A New Way to Read, Not See, Maps
By Mark Tosczak, Wired, Sep. 25, 2002
For more articles on disabilities and special ed visit www.bridges4kids.org


Jason Morris uses a trackball to move a cursor across a map of ancient Britain dotted with Roman forts and cities. As he passes over a location, a speech synthesizer pronounces the name -- and will spell it, too, as sometimes the computer's Latin pronunciation isn't up to snuff.

When the cursor passes over land, the sound of horses galloping comes from the computer's speakers. Move it over water and the sound of waves breaking on a beach emanates.

If he's wearing stereo headphones, Morris will even hear the sound in the correct "location" relative to the cursor -- to the left or right, for instance.

The software, developed as part of an undergraduate computer science class project, could give Morris, a graduate student in the classics department at the University of North Carolina at Chapel Hill, access to maps that sighted students take for granted.
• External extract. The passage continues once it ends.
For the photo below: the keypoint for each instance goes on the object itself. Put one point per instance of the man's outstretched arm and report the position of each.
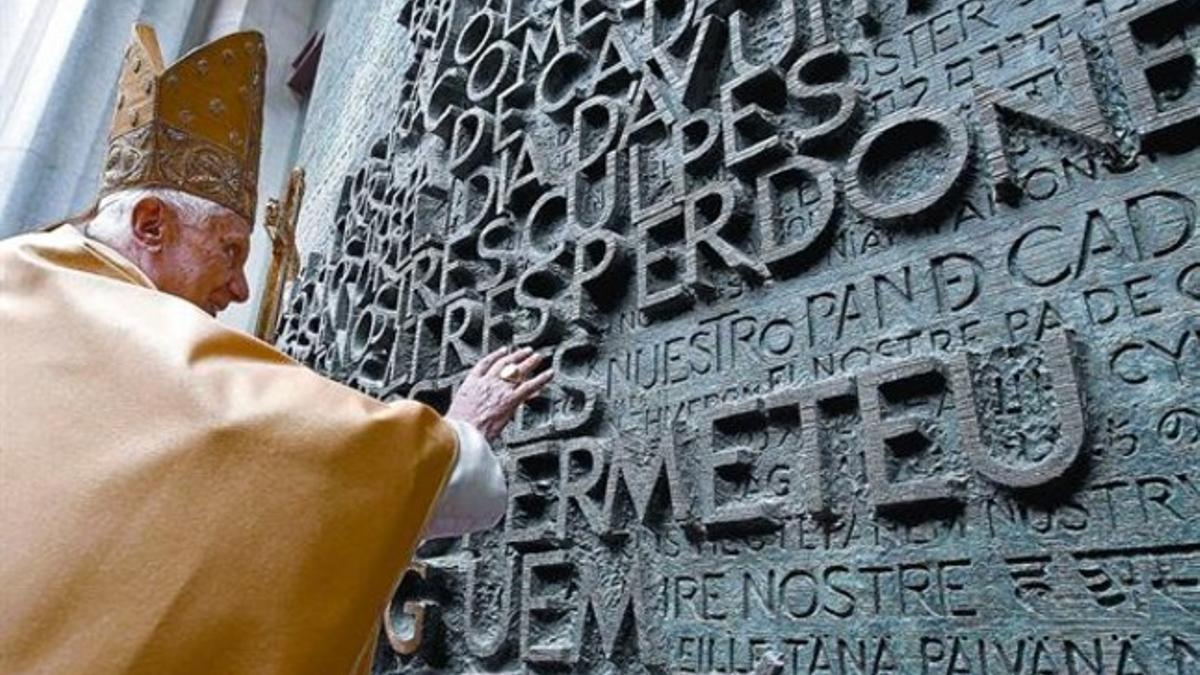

"Up until this time, the blind have been more or less shut out of geographic research," he said.

The map-navigation software, dubbed Blind Audio Tactile Mapping System (BATS), takes digital map information and provides nonvisual feedback as a user moves a cursor across the map.

BATS began as a software engineering class project last spring. Computer science professor Gary Bishop had been looking for a blind student to help with accessibility projects when he met Morris on a street.

Morris, who uses a guide dog to help him navigate, asked Bishop what street he was on; Bishop told him he was on a sidewalk and the two began chatting.

As it turns out, Morris had been developing classical world maps accessible to blind people at UNC-Chapel Hill's Ancient World Mapping Center. He had been working with a technology that allows raised bumps to be printed on paper, which means Braille symbols, for instance, could be printed on a map, along with some simple features like coastlines, rivers and cities.

But such a map doesn't offer as much information as a similarly sized traditional map, because Braille letters take up more space, and it shares the same ultimate page-size limitation of any printed map.

Bishop said he could do better. Last spring, he presented the problem as a choice for a required class project in his software engineering class.

Of the projects the student teams could choose from, "This one actually seemed somewhat interesting and useful," said Chad Haynes, a student on the project who has since graduated. "It was definitely something that hadn't been done before."

The team chose Python as their programming language because they could write cleaner, faster code more easily in it. But Haynes was the only one in the group who had coded in that language before, so the other four students had to learn Python as well as solve the various technical and interface problems.

The students -- Haynes, plus Thomas Logan, Shawn Hunter, Elan Dassani and Anthony Perkins -- were so excited about the project that toward the end of the class they asked Bishop if they could continue to work on it during the summer. Bishop made some phone calls and got funding from Microsoft to pay the students while they added improvements and refinements this summer.

Having Morris available to discuss solutions and test ideas was invaluable to the group. An early prototype used a stylus and touch screen, but Morris found holding the pen up to the screen tiring. A trackball turned out to be simpler and cheaper.

A new group of students, under Bishop's supervision, is working to add tactile feedback, using vibrating and force-feedback mice and trackballs.

Bishop envisions the software as an open-source project, and executable code and an installer can be downloaded from the project site.

Even while the software was in a fairly primitive stage last spring, Morris used it to help write a paper. "Without that map I don't think I would have been able to do any of the things I did," he said. "I drool over the possibilities of what we could have done with what we have now."